The company was so invested in the overall drama and characterization, that it’s hard to know where to begin.

    *Uko Gorter’s multi-dimensional Catalabutte.
    *Fleming Halby’s last performances at PNB, as the loyal Tutor, dancing blindfolded through a gauntlet of mocking ladies with riding crops.
    *The court ladies in the Hunting Party scene, especially the two who watch the Prince’s final rejection of the Countess with glee, and mock her behind her back all the way backstage.
    *Barry Kerollis, who has the perfect face and profile to pull of those white wigs. All he needed was a mole.
    *The beautiful tendu back of one of the heralds. The proud carriage of one of the bassinet bearers. Hopefully, the future Princes.
    *Mime, mime, and more beautiful mime.

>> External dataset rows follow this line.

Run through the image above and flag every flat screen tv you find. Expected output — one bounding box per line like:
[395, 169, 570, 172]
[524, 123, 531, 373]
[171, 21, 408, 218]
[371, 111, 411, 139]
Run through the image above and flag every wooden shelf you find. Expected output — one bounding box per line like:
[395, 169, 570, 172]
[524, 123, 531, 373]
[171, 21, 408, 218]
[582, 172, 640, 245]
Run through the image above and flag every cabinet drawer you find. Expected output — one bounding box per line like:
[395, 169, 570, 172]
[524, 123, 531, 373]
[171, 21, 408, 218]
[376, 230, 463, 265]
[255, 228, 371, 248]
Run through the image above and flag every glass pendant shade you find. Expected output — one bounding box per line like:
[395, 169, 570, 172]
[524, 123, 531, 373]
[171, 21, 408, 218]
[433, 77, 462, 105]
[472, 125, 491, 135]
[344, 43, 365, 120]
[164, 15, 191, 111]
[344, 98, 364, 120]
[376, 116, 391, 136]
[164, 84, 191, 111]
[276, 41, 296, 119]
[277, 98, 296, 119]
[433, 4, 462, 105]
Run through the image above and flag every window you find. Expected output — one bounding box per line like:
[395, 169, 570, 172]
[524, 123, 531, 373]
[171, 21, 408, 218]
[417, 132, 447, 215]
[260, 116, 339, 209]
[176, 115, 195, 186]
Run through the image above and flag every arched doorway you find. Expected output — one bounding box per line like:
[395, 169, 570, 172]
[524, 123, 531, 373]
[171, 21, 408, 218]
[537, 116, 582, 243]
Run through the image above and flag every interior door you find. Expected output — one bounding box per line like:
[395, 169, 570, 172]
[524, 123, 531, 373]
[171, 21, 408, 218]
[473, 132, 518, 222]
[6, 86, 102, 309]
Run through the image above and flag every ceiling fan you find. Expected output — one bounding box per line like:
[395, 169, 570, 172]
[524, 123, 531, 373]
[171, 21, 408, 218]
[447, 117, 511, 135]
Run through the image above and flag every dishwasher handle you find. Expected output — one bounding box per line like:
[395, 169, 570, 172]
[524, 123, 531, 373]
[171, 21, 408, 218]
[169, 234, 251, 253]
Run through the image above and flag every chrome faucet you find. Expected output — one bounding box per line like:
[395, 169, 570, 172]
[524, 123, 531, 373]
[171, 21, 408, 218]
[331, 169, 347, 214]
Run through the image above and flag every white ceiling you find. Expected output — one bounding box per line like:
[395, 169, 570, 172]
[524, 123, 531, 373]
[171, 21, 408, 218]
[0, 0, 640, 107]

    *Lucien Postlewaite’s Duke of Bordeaux. He was going to get that princess by being the most attentive, gracious, and appreciative of them all. Every minute that character was onstage. It's too bad that pesky Carabosse went and ruined everything.
    *Maria Chapman. In one night, she danced a lovely Fairy of Purity, a sultry White Cat, and an unbelievably realistic and detailed Countess. She is a remarkable actress who can change her face subtly, yet make it register to the entire house, so that, for example, only a flash of hurt and humiliation at the Prince’s rejection was visible, before her pride and upbringing literally saved face. Any one of these performances would have been a triumph in itself. All three in one evening was a knockout.